Flipping it around, I would in any case agree with handling "a variety of known events, but avoid[ing] ... some of the most well known ones."  I'm not too concerned about whether the events are charged, but there's a big danger here, aesthetically.

Suppose 9/11, the Holocaust, the Kennedy Assassination, the Hindenberg, and the Black Death were all caused by the Illuminati?  Suppose, in fact, that every really famous big tragedy were caused by the Illuminati?  Instead of adding meaning to tragedy, you've emptied it all out.  Suppose, on the other hand, that the PCs are tooling along, happily finding grand X-Files conspiracies, and they bump into the Kennedy Assassination.  And then, after months and months, they find out the real answer: lone gunman, total nutcase, bang.  No meaning, no reason, no nothing.  Isn't that cooler than, "Oh yeah, here we go again, it's all aliens..."?  You can't lose track of the horrible pointlessness of mass deaths and public tragedies.  If you do, then the whole exercise really does start to border on the immoral, IMO.
Chris Lehrich

Ron Edwards

Hello,

Here's my call. The designer of an RPG which brings in real-world issues of some emotional weight is in precisely the same situation as a film producer or director, a book publisher or an author, or a song producer or writer who is doing the same thing.
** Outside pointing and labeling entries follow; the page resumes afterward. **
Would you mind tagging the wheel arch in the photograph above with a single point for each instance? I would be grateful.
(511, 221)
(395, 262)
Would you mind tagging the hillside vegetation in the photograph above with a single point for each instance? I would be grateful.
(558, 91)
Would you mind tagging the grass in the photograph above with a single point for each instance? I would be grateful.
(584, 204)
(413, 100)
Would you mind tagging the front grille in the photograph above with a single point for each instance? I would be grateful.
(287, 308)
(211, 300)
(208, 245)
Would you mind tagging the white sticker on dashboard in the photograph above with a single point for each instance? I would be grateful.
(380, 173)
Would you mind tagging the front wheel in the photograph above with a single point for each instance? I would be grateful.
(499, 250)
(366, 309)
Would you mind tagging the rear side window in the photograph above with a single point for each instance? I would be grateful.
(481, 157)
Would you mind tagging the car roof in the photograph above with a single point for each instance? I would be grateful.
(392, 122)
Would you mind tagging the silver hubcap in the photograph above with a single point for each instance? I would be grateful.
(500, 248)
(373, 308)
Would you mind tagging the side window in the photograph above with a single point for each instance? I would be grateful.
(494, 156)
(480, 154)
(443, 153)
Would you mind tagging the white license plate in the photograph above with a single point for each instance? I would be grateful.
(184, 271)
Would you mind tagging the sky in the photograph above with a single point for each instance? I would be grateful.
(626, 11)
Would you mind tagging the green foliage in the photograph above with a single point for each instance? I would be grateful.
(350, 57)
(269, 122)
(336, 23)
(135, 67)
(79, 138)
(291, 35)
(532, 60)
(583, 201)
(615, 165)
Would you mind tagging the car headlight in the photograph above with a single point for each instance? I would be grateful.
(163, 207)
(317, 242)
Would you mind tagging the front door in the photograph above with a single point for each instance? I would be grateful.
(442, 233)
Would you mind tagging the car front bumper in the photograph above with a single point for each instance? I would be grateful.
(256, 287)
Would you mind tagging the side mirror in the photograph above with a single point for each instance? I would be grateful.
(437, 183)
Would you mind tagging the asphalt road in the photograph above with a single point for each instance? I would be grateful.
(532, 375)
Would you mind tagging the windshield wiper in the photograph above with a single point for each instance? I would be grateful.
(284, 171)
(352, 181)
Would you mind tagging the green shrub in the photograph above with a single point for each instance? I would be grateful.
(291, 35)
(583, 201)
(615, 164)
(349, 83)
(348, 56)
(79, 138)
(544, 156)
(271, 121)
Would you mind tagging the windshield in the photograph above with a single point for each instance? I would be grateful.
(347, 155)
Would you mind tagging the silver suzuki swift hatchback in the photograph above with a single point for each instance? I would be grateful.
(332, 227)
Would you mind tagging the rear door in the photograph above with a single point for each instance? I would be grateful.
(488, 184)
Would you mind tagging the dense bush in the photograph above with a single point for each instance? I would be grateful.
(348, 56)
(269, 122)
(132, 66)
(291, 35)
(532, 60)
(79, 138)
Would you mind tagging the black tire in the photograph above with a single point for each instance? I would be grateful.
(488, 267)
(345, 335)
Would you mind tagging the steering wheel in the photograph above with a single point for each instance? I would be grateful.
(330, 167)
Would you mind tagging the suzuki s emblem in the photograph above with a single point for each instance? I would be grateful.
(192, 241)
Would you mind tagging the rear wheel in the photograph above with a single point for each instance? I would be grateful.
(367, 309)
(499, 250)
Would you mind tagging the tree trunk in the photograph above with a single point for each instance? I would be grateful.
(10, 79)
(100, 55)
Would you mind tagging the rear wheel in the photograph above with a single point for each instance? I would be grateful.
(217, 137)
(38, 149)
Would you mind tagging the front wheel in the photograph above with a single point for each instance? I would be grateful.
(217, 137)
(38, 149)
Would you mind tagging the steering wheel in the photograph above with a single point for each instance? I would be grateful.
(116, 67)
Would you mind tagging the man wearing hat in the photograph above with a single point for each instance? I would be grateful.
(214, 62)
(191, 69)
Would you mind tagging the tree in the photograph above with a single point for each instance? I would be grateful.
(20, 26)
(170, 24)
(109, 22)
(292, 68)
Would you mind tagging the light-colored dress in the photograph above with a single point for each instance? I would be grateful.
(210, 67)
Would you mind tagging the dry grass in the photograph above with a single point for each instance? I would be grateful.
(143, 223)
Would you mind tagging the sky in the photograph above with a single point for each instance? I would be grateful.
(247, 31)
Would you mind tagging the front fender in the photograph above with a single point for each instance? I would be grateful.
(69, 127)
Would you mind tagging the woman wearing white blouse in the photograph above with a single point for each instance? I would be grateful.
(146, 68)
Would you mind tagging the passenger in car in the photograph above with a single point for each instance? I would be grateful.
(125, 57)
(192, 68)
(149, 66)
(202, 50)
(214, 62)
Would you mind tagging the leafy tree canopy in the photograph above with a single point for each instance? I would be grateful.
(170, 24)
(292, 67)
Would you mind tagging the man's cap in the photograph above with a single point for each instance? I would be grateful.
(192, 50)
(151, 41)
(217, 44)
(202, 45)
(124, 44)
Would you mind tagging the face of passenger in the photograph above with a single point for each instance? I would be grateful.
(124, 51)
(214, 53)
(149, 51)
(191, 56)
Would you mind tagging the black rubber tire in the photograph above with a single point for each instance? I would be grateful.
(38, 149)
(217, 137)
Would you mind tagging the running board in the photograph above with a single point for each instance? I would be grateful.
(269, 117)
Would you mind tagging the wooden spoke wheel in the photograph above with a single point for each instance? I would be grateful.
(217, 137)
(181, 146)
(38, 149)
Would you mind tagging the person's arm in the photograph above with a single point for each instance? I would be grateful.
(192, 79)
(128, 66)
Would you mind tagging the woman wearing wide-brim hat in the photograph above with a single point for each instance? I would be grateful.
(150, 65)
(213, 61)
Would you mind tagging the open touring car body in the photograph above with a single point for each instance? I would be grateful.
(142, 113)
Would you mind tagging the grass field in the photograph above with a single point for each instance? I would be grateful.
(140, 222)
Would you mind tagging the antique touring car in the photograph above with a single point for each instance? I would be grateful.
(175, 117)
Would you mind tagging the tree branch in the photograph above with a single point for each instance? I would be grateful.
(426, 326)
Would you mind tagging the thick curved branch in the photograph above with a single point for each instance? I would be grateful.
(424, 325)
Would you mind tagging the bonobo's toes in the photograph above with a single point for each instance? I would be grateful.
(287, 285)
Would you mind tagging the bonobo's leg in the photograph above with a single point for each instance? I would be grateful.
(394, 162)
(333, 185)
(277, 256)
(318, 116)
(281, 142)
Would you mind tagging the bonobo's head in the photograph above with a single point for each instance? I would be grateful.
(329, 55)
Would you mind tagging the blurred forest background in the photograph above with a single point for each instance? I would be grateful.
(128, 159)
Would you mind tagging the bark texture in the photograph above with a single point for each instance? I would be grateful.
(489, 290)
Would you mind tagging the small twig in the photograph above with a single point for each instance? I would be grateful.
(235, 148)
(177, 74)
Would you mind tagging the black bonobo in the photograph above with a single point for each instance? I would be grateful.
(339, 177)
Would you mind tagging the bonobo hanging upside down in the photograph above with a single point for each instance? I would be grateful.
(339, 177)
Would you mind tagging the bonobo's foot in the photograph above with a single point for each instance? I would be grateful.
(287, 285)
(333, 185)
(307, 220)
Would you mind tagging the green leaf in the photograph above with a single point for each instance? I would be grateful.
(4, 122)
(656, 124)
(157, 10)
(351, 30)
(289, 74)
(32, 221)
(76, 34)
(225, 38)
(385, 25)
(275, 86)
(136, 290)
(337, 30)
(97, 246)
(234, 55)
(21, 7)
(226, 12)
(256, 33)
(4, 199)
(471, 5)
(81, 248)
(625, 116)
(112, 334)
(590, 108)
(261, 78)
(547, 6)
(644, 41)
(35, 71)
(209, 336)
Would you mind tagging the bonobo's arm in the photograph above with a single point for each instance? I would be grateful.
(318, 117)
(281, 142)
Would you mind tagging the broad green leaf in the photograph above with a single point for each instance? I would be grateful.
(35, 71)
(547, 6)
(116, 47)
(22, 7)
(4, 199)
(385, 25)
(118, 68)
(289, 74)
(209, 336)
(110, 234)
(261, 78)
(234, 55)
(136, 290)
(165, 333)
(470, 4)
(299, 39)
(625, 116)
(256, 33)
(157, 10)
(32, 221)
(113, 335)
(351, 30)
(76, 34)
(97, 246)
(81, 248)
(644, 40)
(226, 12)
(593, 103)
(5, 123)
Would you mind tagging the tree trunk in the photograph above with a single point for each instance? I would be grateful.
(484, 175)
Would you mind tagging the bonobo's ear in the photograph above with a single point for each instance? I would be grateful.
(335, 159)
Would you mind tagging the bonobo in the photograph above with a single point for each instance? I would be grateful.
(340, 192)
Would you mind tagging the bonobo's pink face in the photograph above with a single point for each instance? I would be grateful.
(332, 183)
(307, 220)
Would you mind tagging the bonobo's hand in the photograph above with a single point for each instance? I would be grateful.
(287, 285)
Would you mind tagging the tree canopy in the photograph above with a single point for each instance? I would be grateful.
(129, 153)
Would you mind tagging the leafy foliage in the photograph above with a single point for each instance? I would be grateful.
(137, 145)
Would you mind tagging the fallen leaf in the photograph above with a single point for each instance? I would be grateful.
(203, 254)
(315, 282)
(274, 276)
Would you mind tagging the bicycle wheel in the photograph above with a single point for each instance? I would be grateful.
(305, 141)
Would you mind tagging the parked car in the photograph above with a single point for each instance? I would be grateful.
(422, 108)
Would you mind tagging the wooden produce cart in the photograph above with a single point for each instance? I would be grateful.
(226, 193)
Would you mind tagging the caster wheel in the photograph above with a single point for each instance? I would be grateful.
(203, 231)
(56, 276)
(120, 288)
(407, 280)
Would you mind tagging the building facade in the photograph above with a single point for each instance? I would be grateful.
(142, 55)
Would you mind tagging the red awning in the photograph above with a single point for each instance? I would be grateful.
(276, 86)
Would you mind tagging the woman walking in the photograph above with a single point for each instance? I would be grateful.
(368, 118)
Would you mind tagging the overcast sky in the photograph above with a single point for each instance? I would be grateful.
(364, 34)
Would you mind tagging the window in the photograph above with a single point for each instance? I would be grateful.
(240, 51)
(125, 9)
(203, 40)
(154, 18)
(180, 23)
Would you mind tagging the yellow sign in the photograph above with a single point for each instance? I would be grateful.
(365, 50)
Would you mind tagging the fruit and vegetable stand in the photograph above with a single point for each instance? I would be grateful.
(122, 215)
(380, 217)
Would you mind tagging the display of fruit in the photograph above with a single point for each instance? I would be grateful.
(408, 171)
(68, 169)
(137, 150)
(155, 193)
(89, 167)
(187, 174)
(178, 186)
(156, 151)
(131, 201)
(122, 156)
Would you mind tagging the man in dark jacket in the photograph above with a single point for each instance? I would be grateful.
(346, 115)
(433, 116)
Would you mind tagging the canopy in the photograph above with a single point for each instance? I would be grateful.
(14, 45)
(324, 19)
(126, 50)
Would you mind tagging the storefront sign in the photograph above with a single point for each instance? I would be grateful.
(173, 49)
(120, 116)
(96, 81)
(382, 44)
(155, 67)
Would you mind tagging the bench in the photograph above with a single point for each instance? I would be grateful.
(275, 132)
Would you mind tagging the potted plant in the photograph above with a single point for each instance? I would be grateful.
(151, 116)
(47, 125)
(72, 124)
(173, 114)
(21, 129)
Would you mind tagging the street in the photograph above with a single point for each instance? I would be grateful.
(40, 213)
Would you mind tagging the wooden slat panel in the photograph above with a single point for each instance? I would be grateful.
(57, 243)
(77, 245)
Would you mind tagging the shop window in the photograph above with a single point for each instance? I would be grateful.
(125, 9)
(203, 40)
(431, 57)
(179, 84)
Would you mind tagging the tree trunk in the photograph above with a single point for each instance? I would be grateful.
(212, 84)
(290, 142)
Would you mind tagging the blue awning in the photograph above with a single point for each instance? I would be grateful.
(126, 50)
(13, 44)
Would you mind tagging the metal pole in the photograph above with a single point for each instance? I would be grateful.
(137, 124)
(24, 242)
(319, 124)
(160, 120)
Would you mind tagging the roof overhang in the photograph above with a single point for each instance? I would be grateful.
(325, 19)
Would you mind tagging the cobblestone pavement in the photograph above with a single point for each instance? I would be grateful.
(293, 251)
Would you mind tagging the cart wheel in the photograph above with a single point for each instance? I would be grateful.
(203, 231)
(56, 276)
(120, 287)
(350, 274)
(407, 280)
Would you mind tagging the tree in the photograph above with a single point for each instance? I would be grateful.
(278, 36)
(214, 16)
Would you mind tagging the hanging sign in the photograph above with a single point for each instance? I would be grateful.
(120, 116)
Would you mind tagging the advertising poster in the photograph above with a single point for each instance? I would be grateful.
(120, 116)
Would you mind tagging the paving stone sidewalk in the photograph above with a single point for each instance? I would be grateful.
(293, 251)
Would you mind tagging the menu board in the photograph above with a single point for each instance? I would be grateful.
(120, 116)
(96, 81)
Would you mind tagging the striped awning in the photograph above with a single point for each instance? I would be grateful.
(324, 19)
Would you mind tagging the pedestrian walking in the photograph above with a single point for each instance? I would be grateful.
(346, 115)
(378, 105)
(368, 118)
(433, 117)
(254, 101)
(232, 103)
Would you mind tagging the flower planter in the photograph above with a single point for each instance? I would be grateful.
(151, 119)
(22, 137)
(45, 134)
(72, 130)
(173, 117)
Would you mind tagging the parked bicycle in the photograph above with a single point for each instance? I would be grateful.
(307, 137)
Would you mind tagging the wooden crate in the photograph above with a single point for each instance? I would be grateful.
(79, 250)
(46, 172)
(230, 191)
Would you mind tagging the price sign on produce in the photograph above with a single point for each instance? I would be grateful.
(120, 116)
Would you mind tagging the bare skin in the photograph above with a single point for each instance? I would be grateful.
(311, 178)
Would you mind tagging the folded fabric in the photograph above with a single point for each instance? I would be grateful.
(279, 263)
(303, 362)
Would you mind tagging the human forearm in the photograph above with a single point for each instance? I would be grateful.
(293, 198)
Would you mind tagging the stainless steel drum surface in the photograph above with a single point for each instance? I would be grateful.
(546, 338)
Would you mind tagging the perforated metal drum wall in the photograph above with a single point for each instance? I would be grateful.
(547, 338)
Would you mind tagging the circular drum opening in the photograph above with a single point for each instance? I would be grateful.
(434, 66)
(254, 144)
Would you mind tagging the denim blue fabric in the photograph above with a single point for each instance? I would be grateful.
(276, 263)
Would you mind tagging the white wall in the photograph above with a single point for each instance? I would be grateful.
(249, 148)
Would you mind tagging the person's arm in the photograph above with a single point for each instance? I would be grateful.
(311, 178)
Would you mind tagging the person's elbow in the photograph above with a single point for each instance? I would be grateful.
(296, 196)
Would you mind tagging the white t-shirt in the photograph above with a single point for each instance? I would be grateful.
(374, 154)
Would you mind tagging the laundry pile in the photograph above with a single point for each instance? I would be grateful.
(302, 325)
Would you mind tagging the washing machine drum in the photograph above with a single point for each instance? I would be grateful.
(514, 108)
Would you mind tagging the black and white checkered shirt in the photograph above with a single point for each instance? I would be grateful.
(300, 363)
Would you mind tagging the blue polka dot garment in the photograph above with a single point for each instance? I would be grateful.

Same issues. Same design concerns. Same marketing & publishing concerns. And therefore, the same range of options and risks.

Aidan, on a more general note, I think the problem you're running into is that you're asking for opinions. Opinions, bluntly, are worthless in the discourse arena (as opposed to acknowledged judgments and personal solutions, both of which are worthwhile) - and both the somewhat strained attempts to answer your inquiry and the discomfort you're seeing with the whole endeavor come from that understanding.

Best,
Ron

Christopher Kubasik

Hi,

I'd follow up and say that clehrih opend up the discussion into an interesting area: How much do you design a game to fuck with the actual players?  That brings up issues of social contract, mechanics, and more.

I playtested the original V:tM rules back when it was a manuscript.  Tom Dowd was the GM.  We went through the session of...  What was it called, the Embrace?  And it was all about Tom trying to make us feel really, really bad when we went through it. Icky, rape kind of stuff.  During the playtest discussion I asked Tom about this and he said, "That's the way it's supposed to be from what the manuscript says.  In fact, it suggests the players play themselves in the game world.  In one playtest group a girl was crying, and the whole group, including the girl, considered it a success."  (Clearly, the game line ended up going down a more fun, gun-toting route.)

The connection is, how much does a designer set up a game to touch players on a real life, this actually cuts to the core level of life.  Whether its terrorist attacks or killing the wife of a player character with the player's wife was killed, is there any design advantage to this.  How do you do it.  And so on.

I don't have any real desire to go down this road, myself. But, like clehrich, I see it as a way of shaping the discussion so that it might work as a thread.

-- Christopher
"Can't we for once just do what we're supposed to do -- and then stop?